Of course it was the first show of the run that industry friends of mine from Australia and Canada had come along to watch. This Edinburgh was supposed to be my showcase for improv's possibilities but this was nothing more than an eloquent demonstration of its limitations.

Post-show notes were nasty, brutish and short and I walked away disconsolate.

I found out later that for once the cast took my notes to heart. When I arrived at Thursday's pre-show meeting the cast was already in the room, focused and ready to warm up. That day's show was a good one. Yesterday was the same with equally pleasing results.

Maybe the penny dropped. Maybe my young cast has realised that when you perform on autopilot bad things happen. It's Day 24 of the Edinburgh Fringe but as tiring as that may be, the audience members are seeing the show for the first time.

Halfway

We are now halfway through the 2009 Edinburgh Fringe so Scenes from Communal Living has a day off today. I am still performing in two other shows later but as Scenes is the production in which I've invested the most even on hiatus it's the one that demands most of my attention.

A few days ago I described my frustration at the lack of focus from some of my cast. I'm starting to worry that my actors are splitting into two factions; one still focused on giving the audience a great show worth the ticket price but another that now can't see past personal agendas.

I need to be a little careful here as everyone is performing for free. It's unlikely that we'll put enough bums on seats for the profit-share arrangement to kick in. And as well as performing everyone is fliering for at least an hour a day. Whilst undoubtedly exhausting this the deal we agreed to beforehand.

As ever it's all a question of each individual's motivation for being in Edinburgh. No one makes money and almost no one gets famous so why are we all here? To me the 'correct' answers are to further one's craft, to experience what it's like to perform in a month-long run and to improve one's profile as much as possible. The 'incorrect' answers are all about fun and sociability and bragging rights; for one month a year you're as much a Festival performer as Reg Hunter or Adam Hills. Only of course you aren't.

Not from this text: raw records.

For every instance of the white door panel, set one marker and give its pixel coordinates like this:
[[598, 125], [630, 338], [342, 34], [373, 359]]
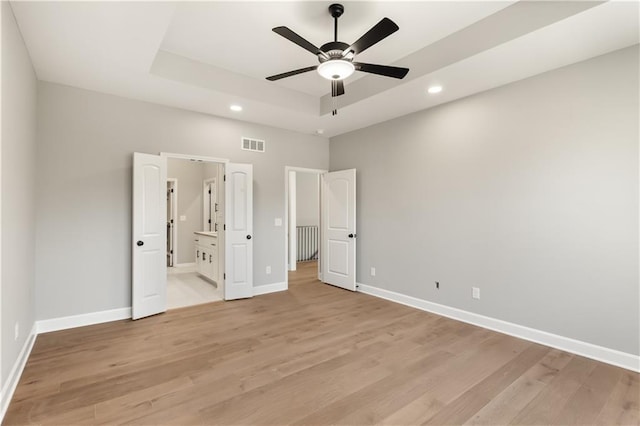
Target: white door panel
[[238, 283], [149, 263], [339, 229]]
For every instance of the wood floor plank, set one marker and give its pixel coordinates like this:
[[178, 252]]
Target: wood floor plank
[[316, 355]]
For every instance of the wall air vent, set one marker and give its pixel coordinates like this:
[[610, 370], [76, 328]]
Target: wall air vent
[[256, 145]]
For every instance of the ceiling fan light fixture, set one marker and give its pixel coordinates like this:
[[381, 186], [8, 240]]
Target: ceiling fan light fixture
[[336, 69]]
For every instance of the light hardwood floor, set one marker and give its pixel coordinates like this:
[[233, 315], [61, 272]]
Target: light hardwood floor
[[313, 355]]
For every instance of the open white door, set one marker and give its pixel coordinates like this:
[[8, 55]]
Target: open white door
[[238, 282], [339, 229], [149, 293]]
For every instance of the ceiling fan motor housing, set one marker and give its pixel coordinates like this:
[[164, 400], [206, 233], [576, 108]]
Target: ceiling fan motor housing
[[333, 49]]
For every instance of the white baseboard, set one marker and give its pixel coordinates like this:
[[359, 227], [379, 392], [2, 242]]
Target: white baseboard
[[55, 324], [269, 288], [589, 350], [12, 380]]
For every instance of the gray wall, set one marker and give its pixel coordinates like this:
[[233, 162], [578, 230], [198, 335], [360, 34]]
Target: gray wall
[[18, 191], [85, 145], [307, 199], [190, 176], [528, 191]]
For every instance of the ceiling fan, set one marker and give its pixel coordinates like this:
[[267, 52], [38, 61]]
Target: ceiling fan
[[336, 58]]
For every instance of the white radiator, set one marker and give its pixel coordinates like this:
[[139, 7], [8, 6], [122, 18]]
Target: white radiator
[[307, 241]]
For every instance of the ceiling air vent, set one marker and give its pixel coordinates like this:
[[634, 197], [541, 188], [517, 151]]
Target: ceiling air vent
[[256, 145]]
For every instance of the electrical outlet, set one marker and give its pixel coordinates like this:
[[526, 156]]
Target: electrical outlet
[[475, 292]]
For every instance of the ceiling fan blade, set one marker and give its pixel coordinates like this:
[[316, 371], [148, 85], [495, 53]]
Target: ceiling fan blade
[[385, 70], [380, 31], [295, 38], [291, 73]]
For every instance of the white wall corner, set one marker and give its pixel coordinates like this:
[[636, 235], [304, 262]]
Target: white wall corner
[[269, 288], [11, 382], [63, 323], [589, 350]]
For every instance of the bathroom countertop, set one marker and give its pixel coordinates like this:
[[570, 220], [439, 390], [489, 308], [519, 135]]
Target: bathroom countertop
[[207, 233]]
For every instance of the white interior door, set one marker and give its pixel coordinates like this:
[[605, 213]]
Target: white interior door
[[339, 229], [149, 263], [238, 282]]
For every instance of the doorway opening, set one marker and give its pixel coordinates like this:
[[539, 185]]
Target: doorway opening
[[302, 219], [172, 225], [226, 254], [195, 274]]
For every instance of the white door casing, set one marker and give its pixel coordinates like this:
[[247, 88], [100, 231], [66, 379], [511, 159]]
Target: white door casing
[[339, 228], [238, 283], [149, 268]]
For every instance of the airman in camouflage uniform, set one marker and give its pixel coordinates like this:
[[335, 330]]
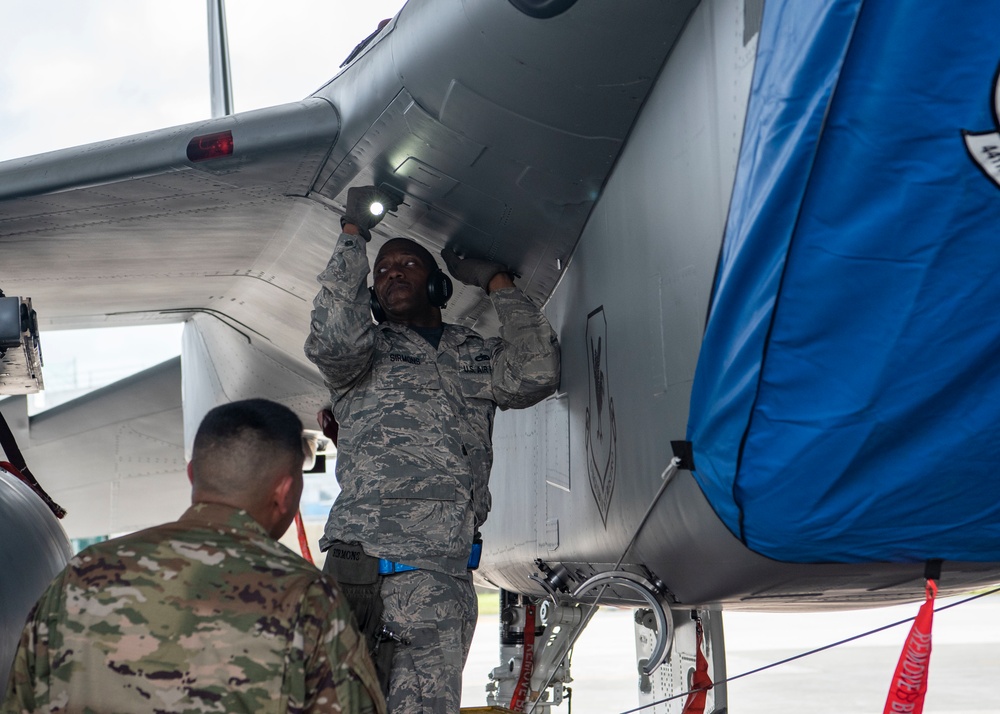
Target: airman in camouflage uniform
[[206, 614], [415, 401]]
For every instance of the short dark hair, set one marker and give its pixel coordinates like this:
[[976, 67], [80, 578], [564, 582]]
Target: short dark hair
[[235, 441]]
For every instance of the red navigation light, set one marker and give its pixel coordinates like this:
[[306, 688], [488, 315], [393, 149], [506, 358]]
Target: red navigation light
[[210, 146]]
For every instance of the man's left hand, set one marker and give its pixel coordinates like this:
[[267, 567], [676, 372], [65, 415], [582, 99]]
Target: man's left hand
[[474, 271]]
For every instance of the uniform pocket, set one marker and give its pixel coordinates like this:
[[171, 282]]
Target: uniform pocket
[[422, 517]]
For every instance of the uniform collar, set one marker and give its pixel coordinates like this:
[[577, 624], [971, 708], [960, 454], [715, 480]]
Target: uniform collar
[[217, 514], [453, 334]]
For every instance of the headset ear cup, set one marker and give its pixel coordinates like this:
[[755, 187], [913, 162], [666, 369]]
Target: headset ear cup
[[439, 288], [376, 307]]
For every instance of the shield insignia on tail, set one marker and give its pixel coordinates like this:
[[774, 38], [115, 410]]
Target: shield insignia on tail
[[602, 434]]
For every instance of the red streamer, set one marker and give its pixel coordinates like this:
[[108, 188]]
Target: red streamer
[[909, 683], [303, 541], [520, 697], [701, 682]]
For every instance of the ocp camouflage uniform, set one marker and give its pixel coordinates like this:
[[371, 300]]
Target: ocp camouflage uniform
[[414, 456], [207, 614]]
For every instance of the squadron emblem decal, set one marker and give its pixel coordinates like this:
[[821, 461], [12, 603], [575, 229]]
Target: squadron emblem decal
[[984, 147], [602, 434]]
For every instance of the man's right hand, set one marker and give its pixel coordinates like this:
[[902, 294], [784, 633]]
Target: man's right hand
[[359, 202]]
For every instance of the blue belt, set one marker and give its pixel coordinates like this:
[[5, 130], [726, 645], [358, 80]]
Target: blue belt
[[391, 567]]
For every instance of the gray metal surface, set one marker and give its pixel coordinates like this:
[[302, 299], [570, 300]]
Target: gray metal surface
[[33, 549]]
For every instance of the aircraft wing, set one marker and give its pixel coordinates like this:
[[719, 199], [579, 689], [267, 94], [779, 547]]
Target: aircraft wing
[[500, 148]]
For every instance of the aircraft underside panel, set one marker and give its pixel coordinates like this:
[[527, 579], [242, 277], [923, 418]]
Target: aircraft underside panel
[[848, 390]]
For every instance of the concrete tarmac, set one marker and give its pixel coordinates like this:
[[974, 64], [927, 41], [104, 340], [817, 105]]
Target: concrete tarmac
[[854, 677]]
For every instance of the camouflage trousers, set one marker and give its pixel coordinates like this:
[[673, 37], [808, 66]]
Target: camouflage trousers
[[437, 614]]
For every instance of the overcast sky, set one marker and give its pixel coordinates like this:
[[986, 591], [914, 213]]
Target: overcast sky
[[78, 71]]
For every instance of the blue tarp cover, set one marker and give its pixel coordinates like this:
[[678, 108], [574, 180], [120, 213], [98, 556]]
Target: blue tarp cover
[[847, 398]]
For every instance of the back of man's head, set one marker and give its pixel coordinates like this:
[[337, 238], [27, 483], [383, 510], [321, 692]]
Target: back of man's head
[[242, 449]]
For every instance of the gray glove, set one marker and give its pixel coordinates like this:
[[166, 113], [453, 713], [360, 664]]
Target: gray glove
[[359, 201], [472, 271]]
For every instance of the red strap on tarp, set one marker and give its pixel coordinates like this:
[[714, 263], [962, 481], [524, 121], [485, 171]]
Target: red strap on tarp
[[909, 683], [701, 682], [520, 697]]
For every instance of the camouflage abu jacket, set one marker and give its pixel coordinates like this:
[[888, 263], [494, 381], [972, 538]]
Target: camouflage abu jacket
[[207, 614], [416, 423]]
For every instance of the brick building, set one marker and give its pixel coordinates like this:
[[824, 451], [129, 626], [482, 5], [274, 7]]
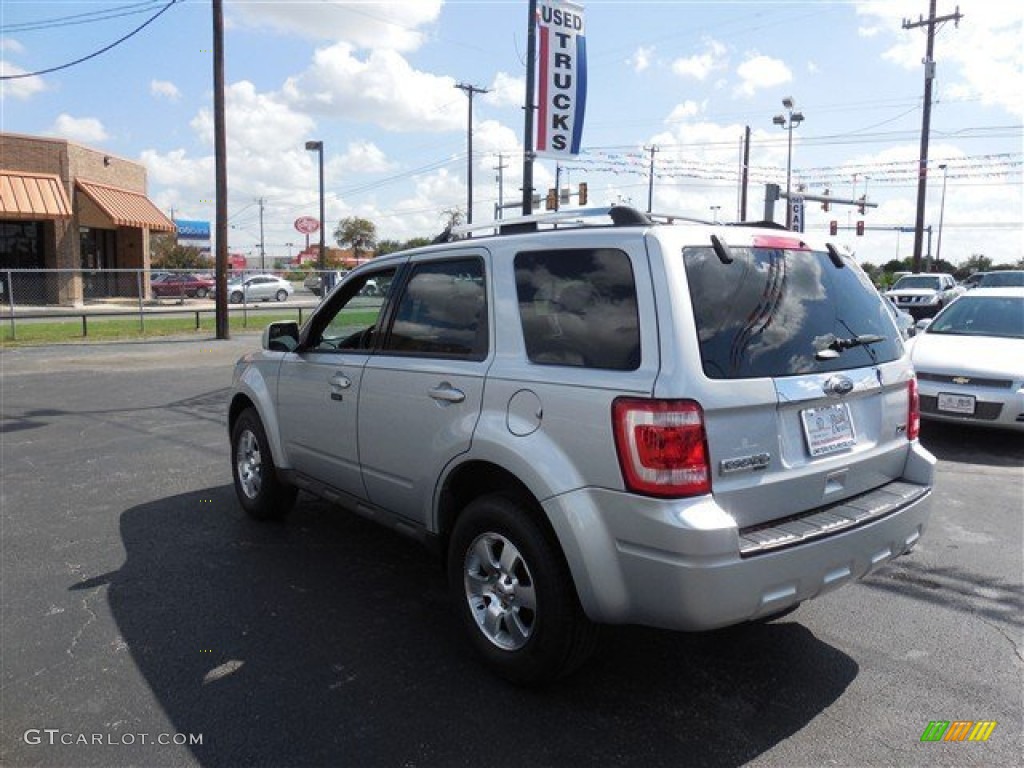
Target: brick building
[[83, 212]]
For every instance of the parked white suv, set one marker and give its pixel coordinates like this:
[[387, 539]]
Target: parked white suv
[[923, 295], [625, 421]]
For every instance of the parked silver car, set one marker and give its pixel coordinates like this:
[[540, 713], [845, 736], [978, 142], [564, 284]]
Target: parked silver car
[[259, 288], [642, 422], [970, 360]]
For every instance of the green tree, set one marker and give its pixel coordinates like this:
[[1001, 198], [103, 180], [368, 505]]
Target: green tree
[[385, 247], [358, 233]]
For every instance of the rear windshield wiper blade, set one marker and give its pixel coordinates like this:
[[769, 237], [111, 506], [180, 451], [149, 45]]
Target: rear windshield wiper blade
[[838, 345]]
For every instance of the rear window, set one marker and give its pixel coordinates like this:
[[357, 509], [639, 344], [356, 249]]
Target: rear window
[[579, 308], [771, 312]]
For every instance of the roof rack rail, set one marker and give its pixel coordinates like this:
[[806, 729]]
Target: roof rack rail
[[619, 215]]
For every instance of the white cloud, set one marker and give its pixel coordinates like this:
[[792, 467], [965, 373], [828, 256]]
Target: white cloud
[[86, 130], [506, 90], [365, 157], [641, 58], [382, 89], [165, 89], [700, 66], [390, 25], [760, 72], [22, 88], [981, 58]]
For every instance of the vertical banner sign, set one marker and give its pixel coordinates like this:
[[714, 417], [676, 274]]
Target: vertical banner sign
[[561, 79]]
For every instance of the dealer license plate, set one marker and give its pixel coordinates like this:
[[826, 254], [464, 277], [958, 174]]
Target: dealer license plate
[[956, 403], [828, 429]]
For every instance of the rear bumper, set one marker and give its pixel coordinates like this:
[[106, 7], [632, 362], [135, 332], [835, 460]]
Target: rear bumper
[[680, 565]]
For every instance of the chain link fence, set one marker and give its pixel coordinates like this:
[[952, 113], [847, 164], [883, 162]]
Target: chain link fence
[[35, 295]]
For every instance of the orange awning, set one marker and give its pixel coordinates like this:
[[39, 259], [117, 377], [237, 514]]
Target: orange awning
[[126, 208], [38, 196]]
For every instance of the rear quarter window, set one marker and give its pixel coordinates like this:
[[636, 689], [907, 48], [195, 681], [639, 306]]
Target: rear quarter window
[[579, 308]]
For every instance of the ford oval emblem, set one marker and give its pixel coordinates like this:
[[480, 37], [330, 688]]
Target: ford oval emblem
[[838, 386]]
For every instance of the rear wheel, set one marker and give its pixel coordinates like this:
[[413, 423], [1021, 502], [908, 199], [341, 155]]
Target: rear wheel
[[515, 595], [260, 492]]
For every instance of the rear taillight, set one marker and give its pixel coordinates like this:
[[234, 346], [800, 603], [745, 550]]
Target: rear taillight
[[662, 445], [913, 414]]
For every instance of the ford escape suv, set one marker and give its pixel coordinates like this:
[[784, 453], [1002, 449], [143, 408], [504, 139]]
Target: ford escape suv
[[600, 417]]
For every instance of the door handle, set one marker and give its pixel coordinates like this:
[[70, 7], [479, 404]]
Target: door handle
[[444, 392]]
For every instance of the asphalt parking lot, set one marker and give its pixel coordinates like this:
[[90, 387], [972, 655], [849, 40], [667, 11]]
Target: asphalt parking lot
[[146, 622]]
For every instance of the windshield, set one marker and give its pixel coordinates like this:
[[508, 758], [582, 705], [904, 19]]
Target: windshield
[[773, 312], [1003, 280], [916, 281], [982, 315]]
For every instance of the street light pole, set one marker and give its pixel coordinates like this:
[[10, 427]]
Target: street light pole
[[942, 213], [795, 119], [317, 146]]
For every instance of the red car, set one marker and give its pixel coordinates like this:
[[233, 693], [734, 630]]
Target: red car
[[182, 285]]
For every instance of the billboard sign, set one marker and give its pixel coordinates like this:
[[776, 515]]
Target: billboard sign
[[561, 78]]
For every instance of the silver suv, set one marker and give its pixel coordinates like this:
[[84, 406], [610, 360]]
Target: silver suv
[[622, 420]]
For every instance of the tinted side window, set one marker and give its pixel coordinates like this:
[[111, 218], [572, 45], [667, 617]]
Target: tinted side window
[[352, 322], [579, 307], [442, 311]]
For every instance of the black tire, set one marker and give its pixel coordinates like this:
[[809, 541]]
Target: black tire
[[524, 621], [260, 492]]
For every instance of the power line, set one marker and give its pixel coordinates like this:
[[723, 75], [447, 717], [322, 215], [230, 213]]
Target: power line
[[79, 18], [102, 50]]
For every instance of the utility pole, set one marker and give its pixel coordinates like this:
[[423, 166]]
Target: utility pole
[[529, 107], [930, 23], [745, 174], [501, 185], [262, 253], [220, 170], [469, 90], [650, 177]]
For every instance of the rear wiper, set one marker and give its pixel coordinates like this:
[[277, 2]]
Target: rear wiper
[[838, 345]]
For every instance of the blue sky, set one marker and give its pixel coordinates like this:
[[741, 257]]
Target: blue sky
[[375, 81]]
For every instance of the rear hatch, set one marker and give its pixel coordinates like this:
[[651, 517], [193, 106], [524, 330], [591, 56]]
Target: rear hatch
[[802, 379]]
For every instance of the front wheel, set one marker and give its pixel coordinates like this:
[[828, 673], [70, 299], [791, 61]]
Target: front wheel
[[515, 595], [260, 492]]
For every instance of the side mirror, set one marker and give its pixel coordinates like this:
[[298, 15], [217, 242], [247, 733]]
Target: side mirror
[[281, 337]]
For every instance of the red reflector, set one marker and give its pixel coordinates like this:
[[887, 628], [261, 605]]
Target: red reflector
[[779, 242], [913, 413], [663, 450]]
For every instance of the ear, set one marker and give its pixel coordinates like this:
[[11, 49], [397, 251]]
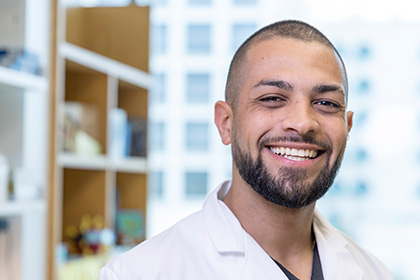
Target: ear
[[223, 116], [349, 121]]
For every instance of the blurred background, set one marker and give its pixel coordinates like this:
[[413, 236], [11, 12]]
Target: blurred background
[[106, 112]]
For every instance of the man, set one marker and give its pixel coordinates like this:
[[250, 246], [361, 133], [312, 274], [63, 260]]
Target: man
[[286, 119]]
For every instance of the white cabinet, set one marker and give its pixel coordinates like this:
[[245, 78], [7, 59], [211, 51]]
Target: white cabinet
[[24, 97]]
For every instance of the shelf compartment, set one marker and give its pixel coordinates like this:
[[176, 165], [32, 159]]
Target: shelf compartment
[[101, 162], [84, 193], [89, 88], [105, 65], [99, 30], [22, 80]]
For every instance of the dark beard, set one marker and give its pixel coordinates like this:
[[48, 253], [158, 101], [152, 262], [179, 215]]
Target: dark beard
[[288, 189]]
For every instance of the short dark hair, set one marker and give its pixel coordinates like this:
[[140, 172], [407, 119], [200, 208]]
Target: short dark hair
[[292, 29]]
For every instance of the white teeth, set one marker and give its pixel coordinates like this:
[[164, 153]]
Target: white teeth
[[295, 154]]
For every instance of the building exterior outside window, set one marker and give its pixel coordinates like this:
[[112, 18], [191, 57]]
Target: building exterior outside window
[[196, 184], [240, 32], [198, 88], [159, 42], [197, 136], [198, 39]]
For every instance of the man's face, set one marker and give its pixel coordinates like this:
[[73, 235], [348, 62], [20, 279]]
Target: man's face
[[290, 124]]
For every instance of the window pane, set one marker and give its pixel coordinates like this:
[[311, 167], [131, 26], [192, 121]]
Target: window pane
[[196, 184], [157, 136], [245, 2], [198, 88], [240, 33], [157, 94], [198, 39], [156, 183], [197, 136], [159, 39], [199, 2]]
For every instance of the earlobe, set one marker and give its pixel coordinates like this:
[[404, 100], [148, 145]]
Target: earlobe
[[223, 119], [349, 121]]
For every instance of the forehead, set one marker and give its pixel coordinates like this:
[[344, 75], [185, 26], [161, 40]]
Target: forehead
[[308, 61]]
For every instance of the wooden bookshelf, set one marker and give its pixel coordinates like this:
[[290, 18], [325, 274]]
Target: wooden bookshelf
[[102, 62]]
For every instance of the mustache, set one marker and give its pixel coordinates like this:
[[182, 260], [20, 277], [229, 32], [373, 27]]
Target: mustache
[[306, 139]]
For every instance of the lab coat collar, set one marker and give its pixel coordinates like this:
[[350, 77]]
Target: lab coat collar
[[228, 236]]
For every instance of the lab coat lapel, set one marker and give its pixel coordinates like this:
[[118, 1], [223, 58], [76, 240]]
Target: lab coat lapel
[[336, 260], [258, 264], [229, 238]]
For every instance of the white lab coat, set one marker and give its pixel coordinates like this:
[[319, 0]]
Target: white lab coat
[[212, 245]]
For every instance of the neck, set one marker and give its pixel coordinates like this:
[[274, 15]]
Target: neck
[[284, 234]]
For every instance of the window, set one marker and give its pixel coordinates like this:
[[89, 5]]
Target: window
[[363, 86], [361, 189], [245, 2], [196, 184], [157, 94], [199, 2], [198, 88], [155, 3], [240, 33], [364, 52], [197, 136], [159, 39], [361, 155], [157, 136], [198, 39], [156, 183]]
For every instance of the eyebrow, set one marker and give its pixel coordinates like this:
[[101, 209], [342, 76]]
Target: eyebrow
[[275, 83], [285, 85], [328, 88]]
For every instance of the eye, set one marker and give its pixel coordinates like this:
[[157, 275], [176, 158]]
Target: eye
[[272, 100], [328, 106]]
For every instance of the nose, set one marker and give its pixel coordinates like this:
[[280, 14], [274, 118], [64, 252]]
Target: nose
[[301, 119]]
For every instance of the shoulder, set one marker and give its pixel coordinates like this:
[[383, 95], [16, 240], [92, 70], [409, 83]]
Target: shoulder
[[369, 263], [340, 249], [157, 254]]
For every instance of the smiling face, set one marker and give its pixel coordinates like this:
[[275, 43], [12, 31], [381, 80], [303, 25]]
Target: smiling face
[[289, 127]]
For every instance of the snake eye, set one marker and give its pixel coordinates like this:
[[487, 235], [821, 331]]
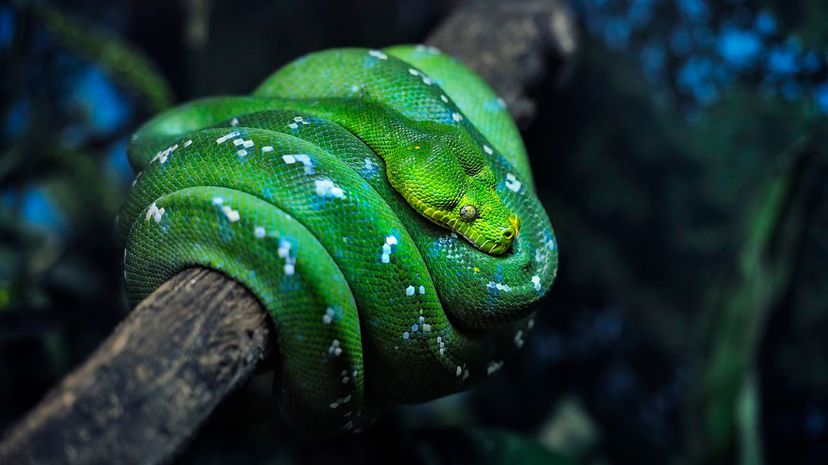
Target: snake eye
[[468, 212]]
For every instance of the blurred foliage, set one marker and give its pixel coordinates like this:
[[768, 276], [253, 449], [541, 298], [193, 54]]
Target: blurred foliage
[[683, 167]]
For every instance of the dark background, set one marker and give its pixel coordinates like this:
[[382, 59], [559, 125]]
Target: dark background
[[682, 165]]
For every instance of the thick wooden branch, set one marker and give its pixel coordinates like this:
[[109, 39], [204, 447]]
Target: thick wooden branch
[[164, 369]]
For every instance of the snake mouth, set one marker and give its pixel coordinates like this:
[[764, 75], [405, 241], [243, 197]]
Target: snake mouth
[[498, 246]]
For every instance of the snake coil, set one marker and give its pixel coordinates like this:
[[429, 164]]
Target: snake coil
[[285, 192]]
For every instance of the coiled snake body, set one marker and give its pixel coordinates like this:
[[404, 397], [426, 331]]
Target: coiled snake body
[[380, 205]]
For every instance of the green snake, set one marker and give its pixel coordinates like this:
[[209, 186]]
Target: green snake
[[380, 205]]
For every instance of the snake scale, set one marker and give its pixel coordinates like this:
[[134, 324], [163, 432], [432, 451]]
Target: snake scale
[[380, 205]]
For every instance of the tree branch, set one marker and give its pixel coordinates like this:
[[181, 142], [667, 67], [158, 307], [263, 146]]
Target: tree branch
[[164, 369]]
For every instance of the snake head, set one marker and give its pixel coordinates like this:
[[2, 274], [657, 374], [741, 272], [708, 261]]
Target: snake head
[[451, 185], [481, 217]]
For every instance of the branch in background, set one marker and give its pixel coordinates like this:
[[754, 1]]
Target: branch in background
[[127, 66], [724, 412], [514, 45], [149, 386]]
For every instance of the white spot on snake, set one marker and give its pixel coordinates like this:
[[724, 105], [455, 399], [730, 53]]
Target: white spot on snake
[[226, 137], [387, 249], [494, 366], [155, 213], [498, 286], [335, 350], [162, 156], [245, 143], [512, 183], [284, 252], [232, 215], [519, 339], [326, 188]]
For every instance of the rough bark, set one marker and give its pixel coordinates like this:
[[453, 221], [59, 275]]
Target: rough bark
[[164, 369]]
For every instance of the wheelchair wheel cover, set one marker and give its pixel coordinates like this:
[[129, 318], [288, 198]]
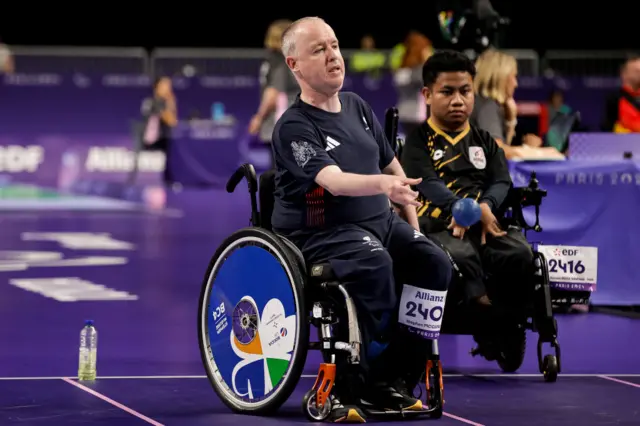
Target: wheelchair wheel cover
[[252, 326]]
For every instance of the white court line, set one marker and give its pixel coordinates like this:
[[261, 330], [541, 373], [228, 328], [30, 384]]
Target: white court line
[[112, 402], [313, 376], [462, 419], [624, 382]]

Alas, I have a couple of cast members who seem to be stuck in this second mindset and if something isn't fun they sulk. Fliering is never fun and I do my best to thank everyone every day for their efforts on that front.

But doing a bad show is no fun either and I've been openly accused of being negative for pointing out bad work in my oh-so brief post-show notes. Our reviews so far have been mixed and I can't argue with the more damning assessments any more than I can wholeheartedly embrace the more encouraging ones.

I need a break from my cast as much as they need a break from me. Tomorrow I have a day trip to London for a consultancy thing. It's a long time since I've regarded the prospect of flying into Heathrow with this much enthusiasm.

A better day

Every review of an improv highlights the variability of the artform. In the better (kinder?) ones it's mentioned towards the end, in harsher ones it's called 'inconsistency' and raised in the opening sentence. This is the nature of improv and has to be embraced.

I'm doing my damndest to free my cast from the pattern of following every great show with a weak one. This means focusing on the consistency deficit within each show. So every moment with the cast is precious.

Today was a strange show in that we went on 20 minutes late (unheard of at a Festival) because of an issue with a punter in a wheelchair. The actors might have been thrown but weren't.

I'm still too pessimistic to declare the pattern broken but the signs are good.

Frustration

Being a non-performing director at a festival is a very different thing to the same role in a London season and some days it's easy to understand why there are so many solo performers at the Fringe.

The downside of going it alone is of course that you prepare alone, flier alone and spend a miserable 23 hours locked in your own head after a show tanks.

The upside is that your cast (aka 'you') turn up when they're meant to, focused and ready to engage in the task that brought you to Edinburgh in the first place; the show.

Suffice to say, I am learning. Every day I am learning.